Now, she does not have any shared history with any of my friends, nor my co-workers,
but there is a treasure of shared history with family. Obviously, this was where our focus
has been. We both laughed when we commented that there were a lot of family that
wanted nothing to do with us (often with blatant hostility) and were only “nice” (read
that as courteous or polite) when they wanted or needed something from us. And since
we have both outlived so many of our family members, the ones that are left have no
issue with assigning their hatred and anger with other family members to us. It is almost
as though the ones that have died slighted them once again by not living to be a target
for their feelings.
Blame it on the living, the dead do not care.
As more parts of the cartoon are colored, the picture is more clear. Regarding the laughter,
tears, and anger I mentioned previously, a lot of very ugly truths came to light. The amount
of mental and sexual abuse, along with the neglect and reckless endangerment that
happened of the decades is disgusting. The alcohol and drug abuse that has plagued this
family is abhorrent. The fact that this was all allowed to continue that long is shameful.
Generations have been drawn into all of this. I still have many questions.

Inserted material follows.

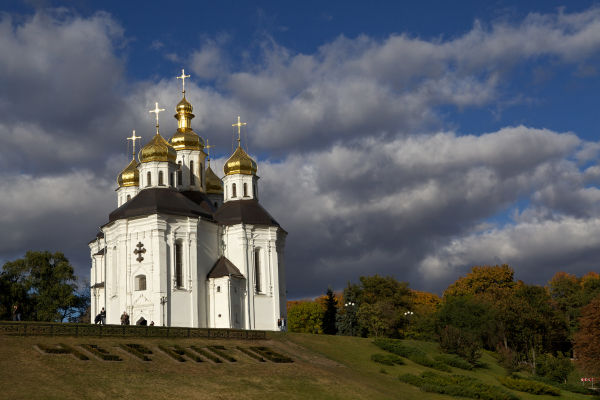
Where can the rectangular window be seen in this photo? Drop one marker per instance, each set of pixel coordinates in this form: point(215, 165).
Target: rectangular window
point(178, 265)
point(257, 276)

She believes she has grown past what happened to her (and so many others) and is
getting stronger every day. She is happy now, and getting happier each day. She also
struggles each day. The trauma, the PTSD, the anger, and the hurt, drag on a person.
She is a better person than she has any right to be.
I, however, am still not a good person, although I try. I try every day. I still fail every day, but
I try every day.
I was asked for advice recently regarding raising kids. I was asked how you raise them, how
to be a good parent. My answer was “Teach them kindness and courtesy. Teach them to
think of others and to not be hurtful or mean. Do not bully. Teach them that if you are going to
do something, do it right.” If you teach people these things and they choose to be a lesser
person, at least you taught them what they should be. Anything after that is on them.